Even before he took the pastoral reins of the church in October 1987, Scribner taught in the Lighthouse school. He was driving 100 miles to his business in Hesperia, but he managed to teach history, government and Bible.
He's still teaching at the LCA today.
Lighthouse graduates have triumphed as lawyers and doctors, dentists and engineers. One graduated from Harvard, and another was just accepted into Columbia University for it's master's degree program in epidemiology.
Lighthouse “is one of the few educational opportunities for committed Christians to raise their children in the fear and admonition of the Lord” on the Westside, said Dr. Lawrence Czer, medical director of Cedars Sinai's heart transplantation program. “Pastor Rob's leadership has been to provide this type of education in an economical manner.” Czer's seven children studied at Lighthouse, and his youngest graduates this year.
Achievement at top colleges is only half the Lighthouse story. Another part is its success with the at-risk students. Steven Fernandez was a thug expelled from University High School. Upon his release from juvenile hall, he enrolled at Lighthouse and turned his life completely around. He even became a missionary to Guatemala in 2013, and today he runs a business in Los Angeles.

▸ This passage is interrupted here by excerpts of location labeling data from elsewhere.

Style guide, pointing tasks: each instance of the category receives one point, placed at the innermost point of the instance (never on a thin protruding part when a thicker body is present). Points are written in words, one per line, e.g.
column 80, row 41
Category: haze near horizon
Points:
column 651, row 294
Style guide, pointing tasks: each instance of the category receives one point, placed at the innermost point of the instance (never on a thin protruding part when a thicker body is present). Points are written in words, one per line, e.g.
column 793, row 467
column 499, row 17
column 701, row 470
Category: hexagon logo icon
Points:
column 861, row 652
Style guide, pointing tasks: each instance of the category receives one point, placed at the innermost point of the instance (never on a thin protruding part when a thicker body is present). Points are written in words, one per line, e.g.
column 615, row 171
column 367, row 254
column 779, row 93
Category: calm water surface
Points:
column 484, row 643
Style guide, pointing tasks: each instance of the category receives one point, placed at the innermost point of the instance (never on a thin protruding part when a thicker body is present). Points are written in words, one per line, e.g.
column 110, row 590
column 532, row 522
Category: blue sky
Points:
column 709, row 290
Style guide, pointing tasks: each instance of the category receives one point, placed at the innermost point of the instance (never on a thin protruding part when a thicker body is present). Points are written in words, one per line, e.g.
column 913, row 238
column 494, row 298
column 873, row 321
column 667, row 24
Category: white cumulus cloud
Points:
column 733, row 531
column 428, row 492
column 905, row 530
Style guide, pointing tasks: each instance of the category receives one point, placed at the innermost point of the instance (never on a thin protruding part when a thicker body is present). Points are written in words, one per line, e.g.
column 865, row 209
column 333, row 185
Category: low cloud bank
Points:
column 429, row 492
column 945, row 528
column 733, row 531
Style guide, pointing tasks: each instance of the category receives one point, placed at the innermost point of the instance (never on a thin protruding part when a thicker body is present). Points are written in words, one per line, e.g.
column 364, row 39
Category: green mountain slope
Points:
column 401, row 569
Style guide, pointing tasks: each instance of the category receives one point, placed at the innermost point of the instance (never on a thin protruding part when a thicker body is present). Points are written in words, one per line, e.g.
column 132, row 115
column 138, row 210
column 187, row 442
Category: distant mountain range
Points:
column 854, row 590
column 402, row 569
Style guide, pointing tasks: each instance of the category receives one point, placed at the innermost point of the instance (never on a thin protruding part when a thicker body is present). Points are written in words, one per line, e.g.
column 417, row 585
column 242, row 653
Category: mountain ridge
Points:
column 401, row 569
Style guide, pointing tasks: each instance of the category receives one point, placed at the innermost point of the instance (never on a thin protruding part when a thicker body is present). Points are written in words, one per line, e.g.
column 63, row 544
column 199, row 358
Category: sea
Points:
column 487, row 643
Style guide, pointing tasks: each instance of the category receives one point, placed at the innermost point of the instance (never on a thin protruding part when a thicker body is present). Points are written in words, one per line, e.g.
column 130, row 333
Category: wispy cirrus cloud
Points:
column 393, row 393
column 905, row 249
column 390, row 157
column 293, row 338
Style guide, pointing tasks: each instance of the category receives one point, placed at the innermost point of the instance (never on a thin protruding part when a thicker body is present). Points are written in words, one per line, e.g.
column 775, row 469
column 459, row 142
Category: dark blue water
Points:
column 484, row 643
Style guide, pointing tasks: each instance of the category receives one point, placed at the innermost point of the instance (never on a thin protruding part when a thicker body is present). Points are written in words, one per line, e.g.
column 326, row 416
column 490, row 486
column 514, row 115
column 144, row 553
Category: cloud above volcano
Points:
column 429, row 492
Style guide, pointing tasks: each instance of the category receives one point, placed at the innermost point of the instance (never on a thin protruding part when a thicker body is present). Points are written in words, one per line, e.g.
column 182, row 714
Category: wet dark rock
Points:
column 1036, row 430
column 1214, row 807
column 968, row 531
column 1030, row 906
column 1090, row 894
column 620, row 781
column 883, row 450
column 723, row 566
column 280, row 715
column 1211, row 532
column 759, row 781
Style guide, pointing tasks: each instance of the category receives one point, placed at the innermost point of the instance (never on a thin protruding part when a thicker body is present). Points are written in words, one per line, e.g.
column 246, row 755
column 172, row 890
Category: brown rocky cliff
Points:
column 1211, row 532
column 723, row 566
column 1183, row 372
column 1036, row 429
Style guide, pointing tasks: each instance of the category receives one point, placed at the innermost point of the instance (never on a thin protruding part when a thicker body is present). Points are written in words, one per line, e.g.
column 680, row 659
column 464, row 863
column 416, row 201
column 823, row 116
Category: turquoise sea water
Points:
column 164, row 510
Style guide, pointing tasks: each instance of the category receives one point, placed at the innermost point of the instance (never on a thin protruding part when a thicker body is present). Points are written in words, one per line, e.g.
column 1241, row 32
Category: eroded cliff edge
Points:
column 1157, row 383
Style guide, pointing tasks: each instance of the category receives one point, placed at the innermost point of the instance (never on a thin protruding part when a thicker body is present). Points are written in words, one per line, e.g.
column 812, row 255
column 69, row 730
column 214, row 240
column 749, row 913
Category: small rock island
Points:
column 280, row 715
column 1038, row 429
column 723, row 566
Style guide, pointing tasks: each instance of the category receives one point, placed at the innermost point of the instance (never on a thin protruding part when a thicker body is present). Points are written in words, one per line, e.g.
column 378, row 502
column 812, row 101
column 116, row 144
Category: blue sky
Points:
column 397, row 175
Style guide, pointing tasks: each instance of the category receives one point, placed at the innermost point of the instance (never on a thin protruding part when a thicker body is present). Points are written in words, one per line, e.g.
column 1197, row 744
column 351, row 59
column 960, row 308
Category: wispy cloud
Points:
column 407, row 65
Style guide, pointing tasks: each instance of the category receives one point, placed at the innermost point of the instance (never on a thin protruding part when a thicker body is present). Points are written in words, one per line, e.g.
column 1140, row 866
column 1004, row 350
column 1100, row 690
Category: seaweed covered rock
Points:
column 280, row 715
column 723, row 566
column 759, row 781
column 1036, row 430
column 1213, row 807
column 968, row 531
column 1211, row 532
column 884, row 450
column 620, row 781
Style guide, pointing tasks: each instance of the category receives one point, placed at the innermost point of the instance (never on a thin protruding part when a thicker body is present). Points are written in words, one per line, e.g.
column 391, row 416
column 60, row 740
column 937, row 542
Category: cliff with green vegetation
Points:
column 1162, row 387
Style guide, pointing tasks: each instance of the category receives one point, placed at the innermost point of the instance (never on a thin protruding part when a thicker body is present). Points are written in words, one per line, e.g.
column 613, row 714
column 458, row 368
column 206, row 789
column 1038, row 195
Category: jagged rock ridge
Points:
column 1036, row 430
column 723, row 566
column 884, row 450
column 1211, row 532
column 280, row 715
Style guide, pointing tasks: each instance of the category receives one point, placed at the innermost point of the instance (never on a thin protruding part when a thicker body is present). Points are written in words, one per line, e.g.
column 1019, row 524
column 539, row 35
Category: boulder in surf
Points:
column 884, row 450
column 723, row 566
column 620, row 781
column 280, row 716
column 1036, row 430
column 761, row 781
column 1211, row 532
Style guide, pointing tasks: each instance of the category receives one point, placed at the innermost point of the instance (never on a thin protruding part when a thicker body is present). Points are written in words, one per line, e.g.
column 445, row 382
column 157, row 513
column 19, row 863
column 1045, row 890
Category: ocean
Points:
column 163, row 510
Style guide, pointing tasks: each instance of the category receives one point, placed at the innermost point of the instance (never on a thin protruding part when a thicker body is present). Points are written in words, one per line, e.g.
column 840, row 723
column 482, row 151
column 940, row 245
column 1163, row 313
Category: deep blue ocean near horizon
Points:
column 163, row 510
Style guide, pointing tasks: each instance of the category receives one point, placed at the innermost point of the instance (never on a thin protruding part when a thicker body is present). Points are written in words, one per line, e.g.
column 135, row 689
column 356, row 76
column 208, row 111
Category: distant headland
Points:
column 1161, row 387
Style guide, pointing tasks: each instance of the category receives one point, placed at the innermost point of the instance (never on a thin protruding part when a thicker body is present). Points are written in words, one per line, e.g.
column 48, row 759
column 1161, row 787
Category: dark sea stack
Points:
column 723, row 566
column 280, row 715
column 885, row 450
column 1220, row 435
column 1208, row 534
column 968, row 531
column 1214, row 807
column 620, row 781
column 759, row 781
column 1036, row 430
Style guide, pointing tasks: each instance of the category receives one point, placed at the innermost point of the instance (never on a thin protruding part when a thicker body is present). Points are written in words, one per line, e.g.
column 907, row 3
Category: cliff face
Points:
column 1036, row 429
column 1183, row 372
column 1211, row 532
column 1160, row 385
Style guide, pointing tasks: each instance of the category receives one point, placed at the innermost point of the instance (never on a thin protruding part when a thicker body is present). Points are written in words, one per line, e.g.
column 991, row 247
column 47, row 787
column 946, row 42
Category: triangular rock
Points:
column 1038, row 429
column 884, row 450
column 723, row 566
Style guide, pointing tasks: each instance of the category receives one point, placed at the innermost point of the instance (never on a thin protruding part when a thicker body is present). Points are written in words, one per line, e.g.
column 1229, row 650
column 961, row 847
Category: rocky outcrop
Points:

LCA runs an independent study program that keeps students – misfits in a traditional classroom – from falling through the cracks of the educational system. If they have special learning needs, they can advance at their own pace with caring individual teacher attention.
The school is also notable for its service to the community – literally to the world. Past and present students always form part of the teams the Lighthouse Medical Missions send to the world's poorest nations in West Africa. The students help transcribing physician's prescriptions for the pharmacy booth. Generally speaking, the youths come back transformed.
When asked about his legacy, Scribner demurs. He shies away from speculation of “greatness.” Instead, he simply keeps teaching the ones who will prove his impact. And he keeps cleaning bathrooms.